Atualizado em 07/07/2026 · Fundamentado em jurisprudência de TST

Resposta rápida

Não. Pela Súmula 388 do TST, a massa falida não se sujeita à multa do § 8º do art. 477 da CLT por atraso no pagamento das verbas rescisórias, nem à penalidade do art. 467. Decretada a falência, essas sanções não podem ser exigidas do empregador falido.

Por que a massa falida escapa das multas

O entendimento consolidado parte da lógica de que, com a decretação da falência, o empregador perde a livre administração do seu patrimônio e os pagamentos passam a seguir o regime concursal, com habilitação de créditos e ordem legal de preferência. Nesse cenário, o atraso no acerto rescisório não decorre de escolha do devedor, e por isso o TST afasta a incidência das penalidades.

A súmula alcança duas sanções distintas: a multa do § 8º do art. 477 da CLT, devida quando as verbas rescisórias não são pagas no prazo legal, e a penalidade do art. 467, que dobra as verbas incontroversas não quitadas na primeira audiência trabalhista. Nenhuma das duas pode ser imposta à massa falida.

O que isso significa na prática

O trabalhador de empresa falida continua com direito às verbas rescisórias em si, que deverão ser habilitadas no processo de falência, mas não pode acrescentar ao crédito essas multas específicas. O ponto sensível costuma ser o momento da decretação da falência em relação ao fim do contrato, questão que os tribunais examinam caso a caso.

Situações diversas, como a recuperação judicial, não estão expressamente abrangidas pelo texto da súmula, de modo que a extensão do entendimento a outros regimes depende da análise do caso concreto.

O que dizem os tribunais

Súmula 388 do TST

A Massa Falida não se sujeita à penalidade do art. 467 e nem à multa do § 8o do art. 477, ambos da CLT. (ex-Ojs da SBDI-1 nos 201 - DJ 11.08.2003 - e 314 - DJ 08.11.2000)

Decisões recentes sobre o tema

Selecionadas automaticamente na nossa base e atualizadas com frequência.

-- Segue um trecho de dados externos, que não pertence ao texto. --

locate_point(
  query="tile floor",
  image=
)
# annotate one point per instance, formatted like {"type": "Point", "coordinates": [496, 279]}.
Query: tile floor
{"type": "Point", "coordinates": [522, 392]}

Agravo Interno 1000537-51.2024.5.02.0003

2ª Turma · Rel. Liana Chaib · j. 19/11/2025

EMENTA: AGRAVO INTERNO. AGRAVO DE INSTRUMENTO EM RECURSO DE REVISTA INTERPOSTO SOB A ÉGIDE DA LEI Nº 13.467/2017. MULTA DOS ARTIGOS 467 E 477, DA CONSOLIDAÇÃO DAS LEIS DO TRABALHO – AUSÊNCIA DE PREQUESTIONAMENTO – INCIDÊNCIA DA SÚMULA Nº 297, ITEM I, DO TST. A decisão denegatória deve ser mantida, ainda que por fundamento diverso. In casu , a controvérsia foi dirimida com a motivação expressa de serem devidas as multas dos artigos 467 e 477 da CLT, em virtude da não quitação …

Agravo Interno 1000240-83.2024.5.02.0087

7ª Turma · Rel. Evandro Pereira Valadao Lopes · j. 26/09/2025

EMENTA: AGRAVO INTERNO. AGRAVO DE INSTRUMENTO. RECURSO DE REVISTA. ACÓRDÃO REGIONAL PUBLICADO NA VIGÊNCIA DA LEI Nº 13.467/2017. 1. MULTA DISPOSTA NO ART. 477, § 8º, DA CLT. ATRASO NO PAGAMENTO DAS VERBAS RESCISÓRIAS. EMPRESA EM RECUPERAÇÃO JUDICIAL. POSSIBILIDADE. TRANSCENDÊNCIA. NÃO RECONHECIMENTO. I. O tema em apreço não oferece transcendência, pois o Tribunal Regional proferiu acórdão em plena conformidade com a jurisprudência desta Corte Superior que firmou posição de qu…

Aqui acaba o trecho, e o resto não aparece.